I remember when his books came out I started to try cooking for the first time, and it seemed fun and a bit exciting rather than a chore. If I felt at the end that my “handful” was too much or too little I could always tweak it next time.

It’s a style of cookbook that serves a purpose and an audience that a lot of other cookbooks either don’t reach or alienate. It certainly isn’t for everyone but that’s fine, the world has more than enough chefs to go around!

Flamingolingo · 08/09/2020 08:02

@Bluegrass yes exactly that. I’m a scientist and actually the kind of science I do isn’t necessarily precise (it is, but there is an experiment to experiment variation and an intuitive nature to the way I work). I like to cook in an informal style - what happens if you substitute this or add a bit more of that. For me a recipe book is just a starting point, an inspiration.

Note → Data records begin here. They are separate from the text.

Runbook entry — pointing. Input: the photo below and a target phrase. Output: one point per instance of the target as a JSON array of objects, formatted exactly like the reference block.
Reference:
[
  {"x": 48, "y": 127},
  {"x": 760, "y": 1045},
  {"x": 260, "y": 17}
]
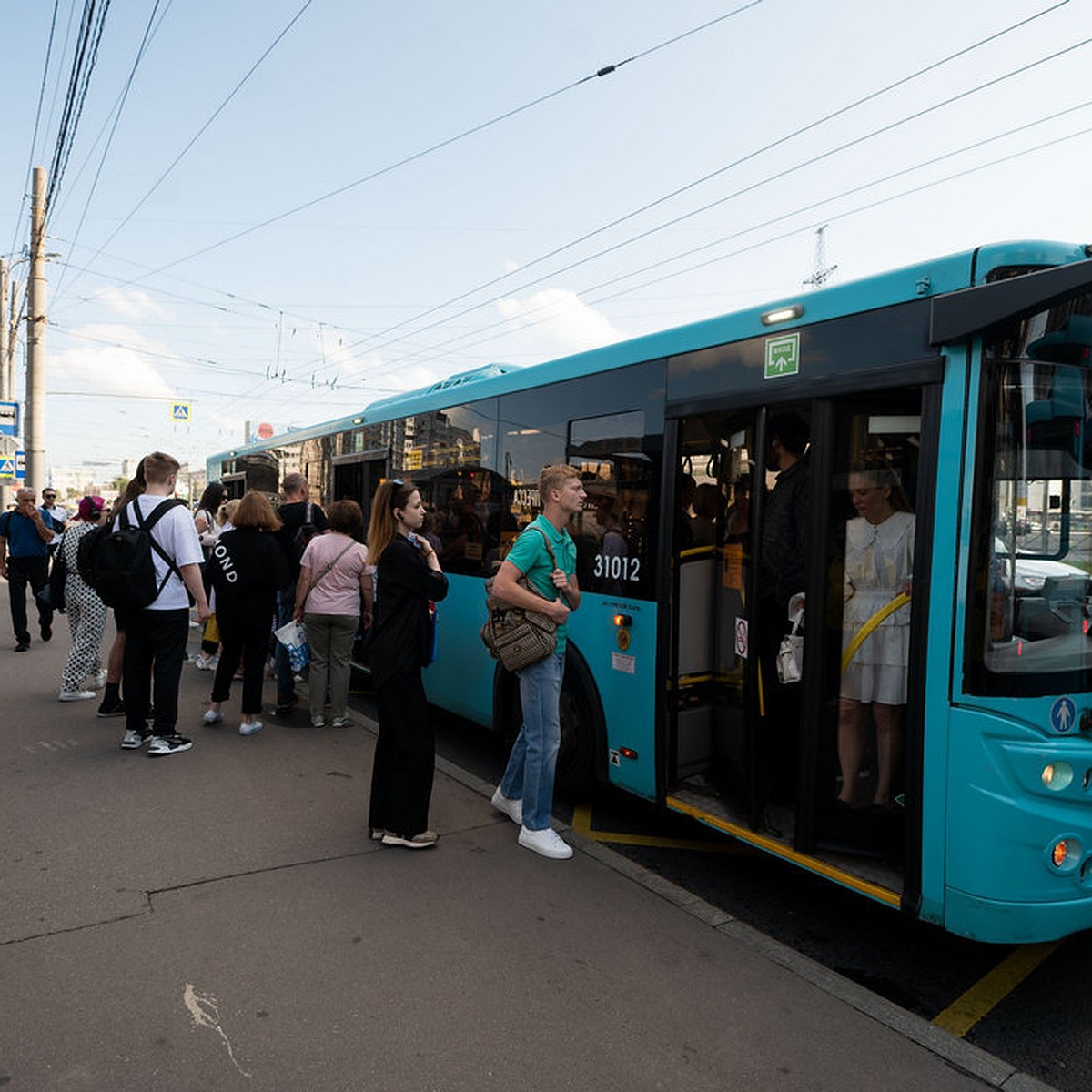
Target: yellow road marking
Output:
[
  {"x": 582, "y": 824},
  {"x": 986, "y": 994}
]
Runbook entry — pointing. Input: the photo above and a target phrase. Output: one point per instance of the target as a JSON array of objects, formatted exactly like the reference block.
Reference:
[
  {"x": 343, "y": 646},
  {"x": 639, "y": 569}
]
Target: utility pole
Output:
[
  {"x": 35, "y": 429},
  {"x": 820, "y": 271},
  {"x": 6, "y": 394}
]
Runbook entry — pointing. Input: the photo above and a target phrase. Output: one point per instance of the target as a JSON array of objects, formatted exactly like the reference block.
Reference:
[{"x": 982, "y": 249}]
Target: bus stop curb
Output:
[{"x": 967, "y": 1057}]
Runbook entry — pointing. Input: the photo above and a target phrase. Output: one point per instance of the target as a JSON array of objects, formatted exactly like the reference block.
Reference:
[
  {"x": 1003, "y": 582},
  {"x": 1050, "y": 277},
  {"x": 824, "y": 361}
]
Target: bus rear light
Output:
[
  {"x": 1057, "y": 776},
  {"x": 1065, "y": 853}
]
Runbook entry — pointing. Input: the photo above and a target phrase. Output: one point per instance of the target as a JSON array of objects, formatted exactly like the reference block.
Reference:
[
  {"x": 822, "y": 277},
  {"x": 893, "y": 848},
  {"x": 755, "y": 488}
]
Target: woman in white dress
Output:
[{"x": 879, "y": 557}]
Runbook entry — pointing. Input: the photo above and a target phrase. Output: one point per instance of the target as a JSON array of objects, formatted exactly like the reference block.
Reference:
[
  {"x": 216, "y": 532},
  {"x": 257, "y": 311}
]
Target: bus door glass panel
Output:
[
  {"x": 450, "y": 457},
  {"x": 711, "y": 617},
  {"x": 1030, "y": 601},
  {"x": 865, "y": 623},
  {"x": 612, "y": 533}
]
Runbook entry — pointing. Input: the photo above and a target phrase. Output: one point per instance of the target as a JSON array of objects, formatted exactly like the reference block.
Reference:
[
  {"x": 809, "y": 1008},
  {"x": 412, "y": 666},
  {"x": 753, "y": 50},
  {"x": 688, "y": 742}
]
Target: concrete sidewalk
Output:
[{"x": 219, "y": 920}]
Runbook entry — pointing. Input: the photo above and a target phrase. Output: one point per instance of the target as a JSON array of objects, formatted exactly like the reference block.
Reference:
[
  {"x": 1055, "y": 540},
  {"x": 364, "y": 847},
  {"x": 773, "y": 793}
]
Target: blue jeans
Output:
[
  {"x": 285, "y": 676},
  {"x": 530, "y": 774}
]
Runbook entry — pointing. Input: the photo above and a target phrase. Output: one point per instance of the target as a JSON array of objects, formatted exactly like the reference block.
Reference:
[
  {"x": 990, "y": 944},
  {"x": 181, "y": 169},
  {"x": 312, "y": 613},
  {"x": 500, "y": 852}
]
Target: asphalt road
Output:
[{"x": 1026, "y": 1005}]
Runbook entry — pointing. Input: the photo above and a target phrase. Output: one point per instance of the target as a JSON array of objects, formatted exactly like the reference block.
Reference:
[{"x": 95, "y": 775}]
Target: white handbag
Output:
[{"x": 791, "y": 653}]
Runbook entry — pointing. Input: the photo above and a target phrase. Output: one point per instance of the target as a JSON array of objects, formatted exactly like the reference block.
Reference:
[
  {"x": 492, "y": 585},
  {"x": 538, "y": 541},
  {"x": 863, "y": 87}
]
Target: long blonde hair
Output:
[{"x": 393, "y": 492}]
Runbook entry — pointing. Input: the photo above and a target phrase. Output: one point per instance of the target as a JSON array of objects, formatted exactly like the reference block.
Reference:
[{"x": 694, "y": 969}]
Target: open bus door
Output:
[
  {"x": 802, "y": 760},
  {"x": 356, "y": 478}
]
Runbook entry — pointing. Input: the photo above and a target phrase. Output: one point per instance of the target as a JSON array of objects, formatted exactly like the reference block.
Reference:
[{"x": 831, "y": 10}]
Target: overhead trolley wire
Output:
[
  {"x": 682, "y": 189},
  {"x": 178, "y": 158},
  {"x": 83, "y": 64},
  {"x": 37, "y": 123},
  {"x": 117, "y": 118},
  {"x": 754, "y": 228},
  {"x": 606, "y": 70}
]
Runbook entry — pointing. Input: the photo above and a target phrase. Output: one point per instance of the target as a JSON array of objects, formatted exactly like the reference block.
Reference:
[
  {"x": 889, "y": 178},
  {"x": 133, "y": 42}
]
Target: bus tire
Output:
[{"x": 583, "y": 727}]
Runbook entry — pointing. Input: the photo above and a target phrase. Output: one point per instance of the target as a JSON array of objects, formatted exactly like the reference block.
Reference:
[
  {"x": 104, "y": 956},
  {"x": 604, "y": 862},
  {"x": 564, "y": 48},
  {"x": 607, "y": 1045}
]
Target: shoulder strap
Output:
[
  {"x": 146, "y": 523},
  {"x": 550, "y": 550},
  {"x": 328, "y": 568}
]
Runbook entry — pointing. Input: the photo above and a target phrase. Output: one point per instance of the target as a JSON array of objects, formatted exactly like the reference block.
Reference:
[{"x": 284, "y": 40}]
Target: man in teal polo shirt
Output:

I’ll look at something and sometimes maybe make it to the letter the first time, but more often I’ll look in the cupboard and see how close we can get with what I have.

Baking, however, is entirely less forgiving...

doriscartwheel · 08/09/2020 08:04
CockCarousel · 08/09/2020 08:14

But what about his ?

ssd · 08/09/2020 08:17

What annoys me about him isn't gnarly, it's the fact his kids eat everything he puts down to them.
How the hell did he manage that?!?

LaMarschallin · 08/09/2020 08:18

@LucilleBluth

Pick over is very North American. I can get on board with gnarly...but gulag for glug is a step too far Jamie as it makes no fucking sense AT ALL.

No, it doesn't make any sense.
And he's never said it.
He mentions a "glug" of oil or, more often, a "lug" of oil.

I imagine "gulag" was a typo or the OP misheard him and some people have just run with it.

This is what a "gulag" is, if anybody isn't familiar with the term:

www.collinsdictionary.com/dictionary/english/gulag

Hence @MrsTerryPratchett making a joking reference to Solzhenitsyn above.
She was right when she added " ".

thegcatsmother · 08/09/2020 09:17

I'll forgive him a lot for his Bloody Mary beef recipe.

StealthPolarBear · 08/09/2020 09:23

@MikeUniformMike

StealthPolarBear: pick over the mintleaves - check for any thing that you wouldn't want to eat.

"Brown the onions - add some oil and a gentle heat, stirring until the onions have darkened "

The point is the first instruction is to brown the onions, so I do. The next few instructions take me through browning the onions, which I usually realise half way through. "brown th onions" is essentially a title and should be shown as such. (browning onions is a bad example as it's fairly simple. It's when the instruction is for something more complex that this tends to cause problems)
MikeUniformMike · 08/09/2020 09:29

I agree, Stealth, I reworded it.

I haven't followed a JO recipe because I find him a bit irritating, but IMO recipes should tell you what to do.
That's why Delia Smith's recipes are popular.

StealthPolarBear · 08/09/2020 09:33

Oh I see what you mean :) I usually end up with twice-browned onions, maybe it will be the new craze!